LADDER SAFETY (OSHA 1926.1053)
Falls from ladders are a leading cause of fatal injuries in general industry and construction. OSHA prioritizes these preventable incidents during enforcement, leading to ladder safety violations consistently landing on their top ten citations each year.
Factors that contribute to falls from ladders include:
- Worker inexperience or lack of training
- Improper ladder selection
- Improper use of a ladder
- Ladder overlading
- Lader not being set up on a flat, level surface or at a proper angle
- Not extending ladder above access point
- Lack of safe access
OSHA 1926.1053 requirements apply to all ladder types including self-supporting portable, not self-supporting portable, fixed, and job-made.
- Specifies load sizes that each ladder type must be capable of supporting without failure.
- Designates spacing for rungs, cleats, and steps which must be parallel, level, and uniformly spaced when the ladder is in position for use
- Requires that ladder rungs are manufactured in a shape such that employees' feet cannot slide off the end of rungs and treated with skid-resistant material.
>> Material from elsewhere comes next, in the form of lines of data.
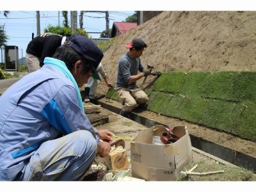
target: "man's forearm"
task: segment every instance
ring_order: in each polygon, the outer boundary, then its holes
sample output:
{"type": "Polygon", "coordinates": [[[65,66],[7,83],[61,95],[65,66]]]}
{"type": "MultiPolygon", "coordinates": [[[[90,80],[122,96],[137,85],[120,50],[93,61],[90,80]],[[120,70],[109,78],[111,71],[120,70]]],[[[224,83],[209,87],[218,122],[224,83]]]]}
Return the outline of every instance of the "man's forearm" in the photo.
{"type": "Polygon", "coordinates": [[[131,76],[130,79],[129,79],[129,83],[133,83],[138,80],[139,80],[142,77],[144,77],[143,73],[139,73],[135,76],[131,76]]]}

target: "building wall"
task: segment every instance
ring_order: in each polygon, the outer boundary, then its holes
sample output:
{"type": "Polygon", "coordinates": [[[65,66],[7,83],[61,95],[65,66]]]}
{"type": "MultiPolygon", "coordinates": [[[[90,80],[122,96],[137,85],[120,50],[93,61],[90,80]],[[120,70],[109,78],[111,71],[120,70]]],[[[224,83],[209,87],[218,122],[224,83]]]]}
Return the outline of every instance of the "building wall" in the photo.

- Prohibits ladders from being tied or fastened together to provide longer sections unless they are specifically designed for such use
- Requires that ladder components are surfaced so as to prevent injury to a worker from punctures or lacerations and to prevent snagging of clothing
- Requires that when two or more separate ladders are used to reach an elevated work area that the ladders must be offset with a platform or landing between them.
In 2016, OSHA established a new rule regarding ladder safety requirements to protect workers from falling off of fixed and portable ladders as well as mobile ladder stands and platforms through OSHA 3903 Walking-Working Surfaces and Fall Protection Final Rule.